The pharmacist will look for any clinical information or actions required from the discharge referral information. Examples of some of the issues that might arise include:

  • Changes to quantity or frequency of prescription. For example, are there any instructions for the GP to prescribe smaller quantities of benzodiazepines or opioids at risk of abuse (such as weekly prescriptions)?
  • Are changes to dose, formulation, frequency of administration, and discontinued medicines explained in the discharge information?
  • Have any medicines been continued that should have been stopped when the patient left hospital? For example, antibiotics, low molecular weight heparin, post-operative pain relief, laxatives. Are there any potential consequences of discontinued medicines being stopped? For example, a proton pump inhibitor being continued indefinitely after an NSAID has been stopped.

 

  • Comparison of the patient’s medicines on the discharge list against the medicines on the PMR (pre-admission)

Consider any clinical issues arising from differences between the medicines on the discharge list compared to the medicines that the patient was taking previously from the PMR. This should include all medicines, not just those taken orally. The summary care record may need to be referred to.

Note that a pharmacy technician may undertake the comparison of pre- and post-discharge medicines, but it is the pharmacist’s responsibility to identify any potential clinical issues arising from any discrepancies or changes.

Previously ordered prescriptions for the patient should be identified and compared to see if they are still appropriate. These may have been ordered from the GP practice, be somewhere in the dispensing process or be dispensed and awaiting collection or delivery.

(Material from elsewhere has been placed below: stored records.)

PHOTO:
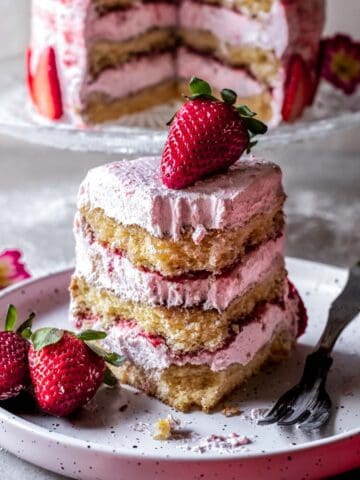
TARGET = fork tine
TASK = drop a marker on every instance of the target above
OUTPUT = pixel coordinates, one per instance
(295, 416)
(320, 415)
(316, 420)
(278, 411)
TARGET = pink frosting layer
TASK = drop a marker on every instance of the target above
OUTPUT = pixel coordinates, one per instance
(121, 25)
(219, 75)
(290, 26)
(132, 193)
(132, 76)
(66, 25)
(126, 339)
(103, 268)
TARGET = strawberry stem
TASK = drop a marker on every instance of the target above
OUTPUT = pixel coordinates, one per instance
(199, 86)
(228, 96)
(25, 328)
(109, 378)
(88, 335)
(11, 318)
(201, 90)
(46, 336)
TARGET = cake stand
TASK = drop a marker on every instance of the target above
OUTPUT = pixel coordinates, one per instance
(145, 133)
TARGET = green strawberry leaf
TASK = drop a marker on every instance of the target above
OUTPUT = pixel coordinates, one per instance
(171, 120)
(245, 111)
(255, 126)
(25, 328)
(250, 146)
(10, 319)
(114, 359)
(109, 378)
(109, 357)
(229, 96)
(201, 96)
(199, 86)
(88, 335)
(46, 336)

  • Check that the first post-discharge prescription received reflects changes 

By the time the community pharmacy receives the first prescription for the patient after discharge, the GP should have had time to make any necessary changes to the medicines, in line with the NHS Trust discharge information. Sometimes this doesn’t happen, particularly for patients using medicines compliance aids/monitored dosage systems – these patients often only receive a seven-day supply on discharge – or for electronic repeat dispensing prescriptions that are released to the pharmacy at regular intervals. It is important for the pharmacist or pharmacy technician to check that the prescription received reflects any appropriate changes.